給付金最速ゲット78歳おばあちゃんが麻生首相、小沢代表に注文スポーツ報知

 マグロとイカと牛肉と—。総額2兆円規模の定額給付金は5日、全国に先駆けて青森県西目屋村と北海道西興部(にしおこっぺ)村で支給が始まった。全国一番乗りで給付金を手にした西目屋村のリンゴ農家・山下好恵さん(78)は「ありがたいことです」と感謝しつつも、麻生首相には消費税増税案の中止を訴え、民主・小沢代表には「政治とカネ」の問題について注文を付けた。

 カラフルな花柄のパーカ姿の山下さんは、定額給付金が入った封筒を大事そうに両手に受け取ると「どうも、すいません」と2度、深々と頭を下げた。すったもんだの末、支給が決まった給付金を全国で初めて手にしたのはリンゴ農家を営むおばあちゃんだった。

 秋田県との県境、世界自然遺産「白神山地」のふもとに位置する人口1592人の西目屋村。
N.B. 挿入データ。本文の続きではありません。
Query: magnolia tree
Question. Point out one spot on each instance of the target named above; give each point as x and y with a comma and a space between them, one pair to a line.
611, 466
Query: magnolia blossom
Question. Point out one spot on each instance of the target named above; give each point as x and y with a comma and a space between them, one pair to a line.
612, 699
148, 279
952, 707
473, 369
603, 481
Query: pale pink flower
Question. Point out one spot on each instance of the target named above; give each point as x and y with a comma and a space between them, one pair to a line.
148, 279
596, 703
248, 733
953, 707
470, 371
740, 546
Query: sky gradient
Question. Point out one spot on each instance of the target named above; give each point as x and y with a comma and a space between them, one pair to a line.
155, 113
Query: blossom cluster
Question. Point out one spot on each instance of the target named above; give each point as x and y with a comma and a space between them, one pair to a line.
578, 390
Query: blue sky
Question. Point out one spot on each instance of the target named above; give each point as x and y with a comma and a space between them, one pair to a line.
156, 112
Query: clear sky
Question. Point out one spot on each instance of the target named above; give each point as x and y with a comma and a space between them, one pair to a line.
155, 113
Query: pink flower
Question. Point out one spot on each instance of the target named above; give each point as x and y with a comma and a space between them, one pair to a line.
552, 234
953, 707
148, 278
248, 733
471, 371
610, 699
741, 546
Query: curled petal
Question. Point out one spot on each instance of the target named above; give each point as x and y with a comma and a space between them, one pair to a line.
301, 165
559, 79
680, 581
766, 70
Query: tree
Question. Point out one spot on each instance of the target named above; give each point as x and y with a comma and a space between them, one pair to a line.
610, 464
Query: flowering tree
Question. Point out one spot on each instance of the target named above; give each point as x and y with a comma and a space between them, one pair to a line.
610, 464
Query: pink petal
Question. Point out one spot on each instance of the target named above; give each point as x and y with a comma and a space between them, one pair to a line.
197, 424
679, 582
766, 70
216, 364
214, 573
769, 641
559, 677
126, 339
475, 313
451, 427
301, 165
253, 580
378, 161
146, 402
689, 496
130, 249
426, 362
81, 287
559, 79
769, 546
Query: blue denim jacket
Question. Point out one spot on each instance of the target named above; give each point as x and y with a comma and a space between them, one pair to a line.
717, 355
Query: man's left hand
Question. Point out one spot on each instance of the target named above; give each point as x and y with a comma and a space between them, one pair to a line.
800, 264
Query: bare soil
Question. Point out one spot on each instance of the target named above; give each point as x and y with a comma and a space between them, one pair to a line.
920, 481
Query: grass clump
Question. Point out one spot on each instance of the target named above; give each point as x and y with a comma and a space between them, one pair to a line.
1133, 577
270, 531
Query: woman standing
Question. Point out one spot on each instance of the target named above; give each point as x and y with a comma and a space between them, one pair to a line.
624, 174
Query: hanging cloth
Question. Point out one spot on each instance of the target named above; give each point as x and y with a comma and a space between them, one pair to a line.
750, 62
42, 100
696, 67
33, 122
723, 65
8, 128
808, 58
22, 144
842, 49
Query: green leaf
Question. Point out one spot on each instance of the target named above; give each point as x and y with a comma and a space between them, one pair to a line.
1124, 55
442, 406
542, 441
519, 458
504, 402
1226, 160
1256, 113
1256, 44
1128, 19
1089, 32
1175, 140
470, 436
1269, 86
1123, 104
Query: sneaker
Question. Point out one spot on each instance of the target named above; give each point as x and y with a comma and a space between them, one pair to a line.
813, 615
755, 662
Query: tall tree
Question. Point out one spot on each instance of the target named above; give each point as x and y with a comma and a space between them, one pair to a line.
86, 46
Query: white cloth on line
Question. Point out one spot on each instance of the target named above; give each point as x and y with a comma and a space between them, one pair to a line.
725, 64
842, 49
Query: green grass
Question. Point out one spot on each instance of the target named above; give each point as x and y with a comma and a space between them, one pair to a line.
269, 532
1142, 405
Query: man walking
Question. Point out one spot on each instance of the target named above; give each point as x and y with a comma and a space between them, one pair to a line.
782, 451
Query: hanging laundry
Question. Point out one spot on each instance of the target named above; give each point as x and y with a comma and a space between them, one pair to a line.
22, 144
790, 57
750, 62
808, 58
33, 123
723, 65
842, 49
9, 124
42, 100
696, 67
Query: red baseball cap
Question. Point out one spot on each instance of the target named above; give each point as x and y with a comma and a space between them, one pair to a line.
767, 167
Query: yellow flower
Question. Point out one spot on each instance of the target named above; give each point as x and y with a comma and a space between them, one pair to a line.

この日、148世帯が計697万6000円の支給を受けた。

 住民税の申告のため午前9時半頃から役場を訪れていた山下さんは、約2時間前から給付金支給の窓口に村民約20人と共に並び、正午に「全国最速」の称号をゲット。夫(84)の分と合わせて4万円が入った封筒を関和典村長から受け取った。

 取り囲んだ報道陣の取材に「ありがたいことです。感謝、感激」と手を合わせて拝むポーズで答え「ウチに帰ったら仏壇に上げたい。で、少しずつ食事代に使って、いつもより豪華な刺し身を食べたいです」とホクホク顔。大好きなマグロとイカのお造りを楽しみにしているそうだが「私、ホントはお肉も大好きでねえ。ステーキとかねえ」とテレながら牛肉にも色気を見せた。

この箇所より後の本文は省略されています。